Thank you for reading my story. By now, you are probably wondering why I’m not posting up pics of my setup I’ve been building over the past couple of years. To understand that, let me bring you back to the very first Ironman movie where Tony Stark build his first crude version of his Ironman suit i.e. the MK1 version. As a terrorist captive, he didn’t have much resources at hand. Well, Tony Stark has now progressed to MK god knows how many. For me, I’m still on my “MK1” version of Mobicamp. And I don’t recall Tony Stark ever showing off his first Ironman suit in his beach mansion. Do you? Maybe it was destroyed in the desert. But anyway, you get my meaning. Given the chance though, I’d be happy to do a reveal of my “MK1” Mobicamp at a latter stage. But for now, I’d rather focus on our upcoming “MKII”, or maybe “MKIII” Mobicamp versions 🙂
OK… I feel bad. How about I just do the one image?

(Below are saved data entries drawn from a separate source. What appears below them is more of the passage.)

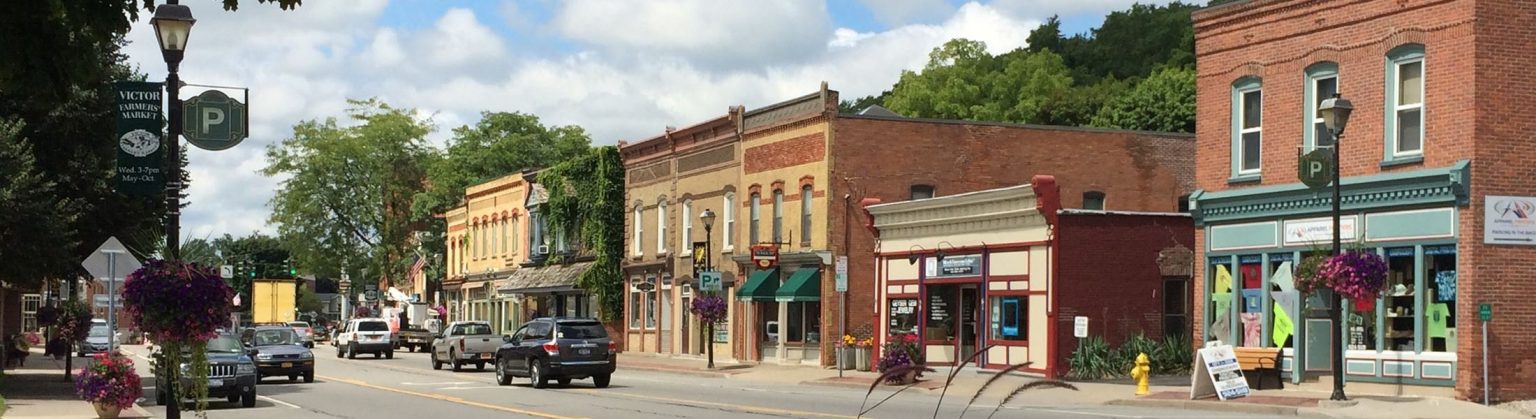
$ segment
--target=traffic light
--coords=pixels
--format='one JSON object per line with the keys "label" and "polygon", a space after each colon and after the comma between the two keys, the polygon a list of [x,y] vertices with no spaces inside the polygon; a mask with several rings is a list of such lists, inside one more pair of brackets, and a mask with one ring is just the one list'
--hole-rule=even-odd
{"label": "traffic light", "polygon": [[288,276],[298,278],[299,266],[294,264],[292,259],[289,259],[286,262],[288,263]]}

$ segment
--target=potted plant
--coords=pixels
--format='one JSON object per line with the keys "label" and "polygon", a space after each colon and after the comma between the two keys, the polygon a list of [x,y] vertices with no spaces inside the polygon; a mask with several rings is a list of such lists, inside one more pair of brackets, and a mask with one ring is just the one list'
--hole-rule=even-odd
{"label": "potted plant", "polygon": [[1370,311],[1375,308],[1376,297],[1386,290],[1387,261],[1364,249],[1314,255],[1302,260],[1296,277],[1296,288],[1302,293],[1327,288],[1348,298],[1356,310]]}
{"label": "potted plant", "polygon": [[872,337],[860,340],[854,347],[854,365],[858,366],[859,371],[870,370],[870,358],[874,355],[874,351],[875,338]]}
{"label": "potted plant", "polygon": [[123,409],[133,407],[141,391],[133,361],[113,353],[96,354],[91,365],[81,368],[75,378],[75,393],[90,402],[102,418],[116,418]]}
{"label": "potted plant", "polygon": [[715,367],[715,325],[725,322],[725,316],[729,313],[725,298],[718,295],[705,295],[693,299],[693,307],[688,308],[694,315],[699,316],[699,323],[708,327],[708,336],[704,338],[704,348],[708,349],[709,368]]}
{"label": "potted plant", "polygon": [[[151,259],[123,281],[123,315],[134,328],[160,345],[157,375],[170,383],[169,400],[190,396],[197,410],[206,406],[209,339],[229,322],[234,290],[213,268],[195,263]],[[191,389],[182,389],[182,369]],[[190,390],[190,391],[184,391]]]}
{"label": "potted plant", "polygon": [[[881,348],[881,351],[880,365],[877,366],[881,374],[917,364],[917,335],[891,335],[890,338],[886,339],[885,346]],[[906,374],[890,377],[886,384],[911,384],[917,380],[921,373],[921,370],[911,369]]]}
{"label": "potted plant", "polygon": [[58,317],[54,320],[58,326],[54,334],[54,348],[50,351],[54,358],[62,359],[69,356],[69,345],[85,340],[91,334],[91,309],[85,303],[79,301],[66,301],[59,307]]}
{"label": "potted plant", "polygon": [[837,368],[845,370],[854,369],[858,360],[858,356],[855,353],[857,352],[858,343],[859,338],[853,335],[843,335],[843,338],[837,341]]}

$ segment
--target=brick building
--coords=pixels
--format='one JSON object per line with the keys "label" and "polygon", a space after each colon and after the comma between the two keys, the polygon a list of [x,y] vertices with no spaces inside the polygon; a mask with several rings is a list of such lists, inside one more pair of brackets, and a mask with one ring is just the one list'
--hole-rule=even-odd
{"label": "brick building", "polygon": [[1039,175],[1006,188],[865,201],[879,238],[878,342],[916,336],[928,365],[990,347],[977,358],[982,368],[1027,362],[1021,371],[1060,377],[1078,342],[1077,316],[1110,345],[1136,334],[1187,336],[1189,215],[1063,210],[1059,190]]}
{"label": "brick building", "polygon": [[[1308,372],[1297,382],[1330,374],[1342,350],[1347,381],[1480,399],[1477,310],[1491,304],[1494,397],[1536,396],[1524,322],[1536,248],[1518,234],[1536,204],[1536,4],[1253,0],[1194,22],[1199,335],[1281,346],[1288,374]],[[1316,108],[1333,93],[1355,109],[1339,141],[1340,233],[1390,266],[1389,292],[1348,313],[1344,342],[1321,298],[1289,288],[1296,261],[1333,234],[1328,191],[1301,185],[1296,163],[1331,144]],[[1280,313],[1298,327],[1289,341]],[[1238,337],[1252,328],[1258,339]]]}
{"label": "brick building", "polygon": [[[727,290],[734,303],[725,340],[737,360],[833,364],[832,349],[842,330],[838,319],[843,314],[837,311],[840,302],[833,284],[832,268],[838,256],[849,256],[850,261],[847,330],[866,336],[879,332],[879,290],[870,257],[876,251],[875,240],[861,227],[860,202],[865,198],[895,202],[952,195],[1015,186],[1035,174],[1050,173],[1063,185],[1062,203],[1068,207],[1173,212],[1193,190],[1194,143],[1188,135],[840,115],[837,103],[837,92],[823,86],[805,96],[700,124],[739,121],[734,123],[734,137],[725,135],[723,128],[712,129],[714,134],[704,137],[716,139],[694,148],[703,152],[715,150],[717,144],[739,143],[733,157],[739,163],[719,163],[720,172],[701,169],[698,175],[710,179],[706,183],[711,185],[734,176],[732,185],[671,192],[676,186],[667,182],[637,181],[637,177],[671,176],[673,183],[681,185],[678,182],[690,178],[665,172],[673,169],[651,169],[678,164],[657,162],[682,161],[683,147],[672,150],[671,142],[681,140],[676,133],[620,147],[629,171],[627,199],[641,204],[639,211],[632,210],[626,217],[627,239],[647,247],[627,265],[632,272],[671,263],[660,262],[650,250],[657,245],[653,234],[663,230],[653,224],[660,216],[653,205],[670,202],[662,217],[671,223],[664,229],[667,234],[675,235],[684,227],[673,215],[677,210],[671,209],[676,208],[675,199],[659,197],[734,191],[735,227],[729,229],[730,237],[720,239],[730,243],[721,250],[730,250],[716,252],[715,265],[736,279]],[[720,217],[717,231],[725,213]],[[669,240],[667,246],[680,242]],[[759,267],[750,251],[754,248],[776,253],[777,263]],[[658,275],[673,272],[674,283],[681,277],[675,264],[655,271]],[[629,279],[636,278],[632,274]],[[643,275],[638,278],[647,281]],[[640,304],[630,306],[643,309],[647,298],[642,295]],[[686,313],[677,307],[672,313]],[[661,314],[660,309],[651,311]],[[634,314],[626,317],[633,319]],[[721,353],[717,351],[716,356]]]}

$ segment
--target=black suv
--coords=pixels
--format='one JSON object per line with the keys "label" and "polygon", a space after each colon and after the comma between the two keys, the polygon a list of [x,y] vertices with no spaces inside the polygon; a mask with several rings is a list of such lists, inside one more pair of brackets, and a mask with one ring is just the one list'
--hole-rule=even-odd
{"label": "black suv", "polygon": [[[242,407],[256,406],[256,363],[251,351],[240,344],[240,339],[229,333],[220,333],[208,340],[208,397],[225,398],[230,403],[239,402]],[[181,388],[192,388],[192,371],[188,364],[181,364]],[[160,405],[170,402],[166,386],[155,376],[155,401]],[[185,394],[185,393],[184,393]]]}
{"label": "black suv", "polygon": [[608,387],[618,367],[617,355],[618,346],[596,319],[535,319],[502,338],[496,350],[496,383],[509,385],[512,377],[528,377],[533,388],[544,388],[549,380],[563,386],[592,377],[598,388]]}

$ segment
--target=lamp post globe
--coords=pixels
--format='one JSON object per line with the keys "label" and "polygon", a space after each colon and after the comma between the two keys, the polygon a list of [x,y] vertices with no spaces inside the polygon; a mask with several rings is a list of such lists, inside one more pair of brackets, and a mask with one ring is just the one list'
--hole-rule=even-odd
{"label": "lamp post globe", "polygon": [[[1343,251],[1343,249],[1341,248],[1342,240],[1339,237],[1339,234],[1340,234],[1340,228],[1339,228],[1339,224],[1340,224],[1340,222],[1339,222],[1339,213],[1340,213],[1339,199],[1340,198],[1339,198],[1339,195],[1340,195],[1340,190],[1342,189],[1342,185],[1340,185],[1340,183],[1339,183],[1339,171],[1340,171],[1341,166],[1342,166],[1339,163],[1339,149],[1341,147],[1343,147],[1343,142],[1342,142],[1341,138],[1344,136],[1344,127],[1349,124],[1349,114],[1351,112],[1353,112],[1354,110],[1355,110],[1354,105],[1349,103],[1349,100],[1344,99],[1342,96],[1340,96],[1337,93],[1335,93],[1333,95],[1333,97],[1323,100],[1323,103],[1320,104],[1317,107],[1318,116],[1321,116],[1323,118],[1323,125],[1328,128],[1329,134],[1333,135],[1333,202],[1332,202],[1332,204],[1333,204],[1333,254],[1335,256],[1337,256],[1339,253],[1342,253],[1342,251]],[[1333,298],[1331,299],[1332,300],[1331,301],[1332,302],[1332,304],[1331,304],[1332,305],[1332,310],[1329,311],[1329,318],[1331,319],[1332,325],[1333,325],[1331,327],[1332,332],[1333,332],[1333,342],[1343,342],[1344,341],[1344,325],[1342,323],[1340,323],[1340,321],[1344,317],[1343,316],[1343,309],[1344,309],[1343,301],[1340,300],[1340,297],[1339,297],[1338,293],[1330,293],[1330,294],[1333,295]],[[1333,349],[1333,360],[1332,361],[1333,361],[1333,365],[1332,365],[1333,366],[1333,394],[1331,396],[1329,396],[1329,399],[1331,399],[1331,400],[1340,400],[1340,401],[1348,400],[1348,398],[1344,396],[1344,352],[1343,352],[1343,349],[1340,349],[1340,348],[1334,348]]]}
{"label": "lamp post globe", "polygon": [[155,39],[160,41],[160,53],[165,63],[175,66],[181,63],[187,49],[187,37],[192,35],[192,8],[183,4],[162,4],[155,7],[155,16],[149,24],[155,27]]}
{"label": "lamp post globe", "polygon": [[710,227],[715,225],[715,212],[705,208],[704,212],[699,214],[699,221],[704,222],[704,230],[708,231]]}

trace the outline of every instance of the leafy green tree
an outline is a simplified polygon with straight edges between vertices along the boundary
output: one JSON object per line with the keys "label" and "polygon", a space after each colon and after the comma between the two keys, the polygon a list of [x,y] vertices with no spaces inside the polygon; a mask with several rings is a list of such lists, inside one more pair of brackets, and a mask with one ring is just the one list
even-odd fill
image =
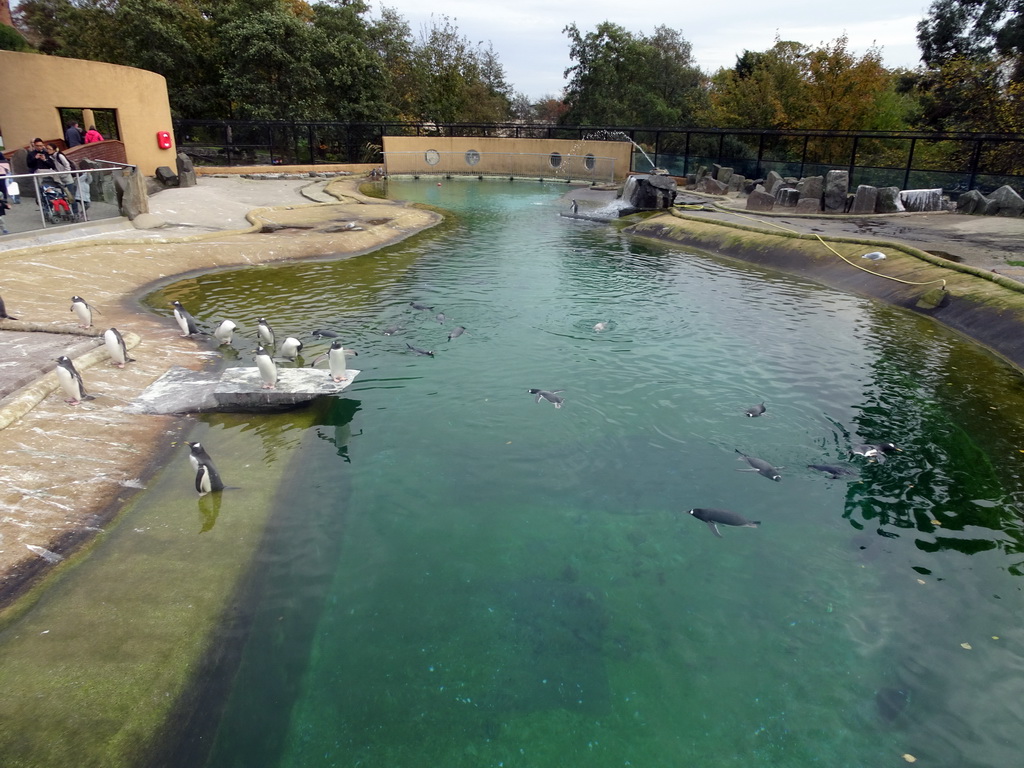
{"label": "leafy green tree", "polygon": [[711,81],[711,123],[720,128],[785,129],[807,113],[805,45],[776,40],[767,51],[744,51]]}
{"label": "leafy green tree", "polygon": [[934,0],[917,25],[921,59],[931,69],[953,59],[1012,60],[1024,76],[1024,0]]}

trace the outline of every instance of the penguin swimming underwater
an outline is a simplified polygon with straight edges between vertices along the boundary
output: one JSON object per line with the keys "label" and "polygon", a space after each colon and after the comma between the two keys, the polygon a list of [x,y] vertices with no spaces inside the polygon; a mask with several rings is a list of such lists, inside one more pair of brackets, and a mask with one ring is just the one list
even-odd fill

Things to note: If you see my existing setup, in the left image, I use a series of shade canopies. They are easily retractable if I need to leave on a moment’s notice. This time, I had another young couple joining, so I added a double cot tent to my roof as extra sleeping space. Some say its a poor man’s roof tent, but I like to use it because 1) These cots are very light, and very easy to add or remove from my roof rack (even after fully opened up on roof) 2) I use it only if I have some guests joining me 3) I can put it under the shade canopy if the weather really sucks 4) It doesn’t take up much space in my house. Now, to the image on top right corner. With my ‘superior’ room setting (i.e. back door open, bed extended rearwards about 1 ft for more legroom, better ventilation), you’ll notice that I have heaps of headroom because I’m not sleeping on top of storage boxes. And finally in the bottom right image, my rudimentary roll out platform. I can take off anytime with the guys for some adventure, but leave others behind to prepare a ‘banquet’ plus cocktails, etc and feed the hungry bunch when they get back. Offroading in particular was much better and fun for me, because there was less burden on the vehicle after detaching my camper unit. One more thing, this entire setup was a able to accommodate my travel crew of 4 adults and 1 kid. It’s amazing how much stuff you can squeeze in a vehicle if properly planned and organized!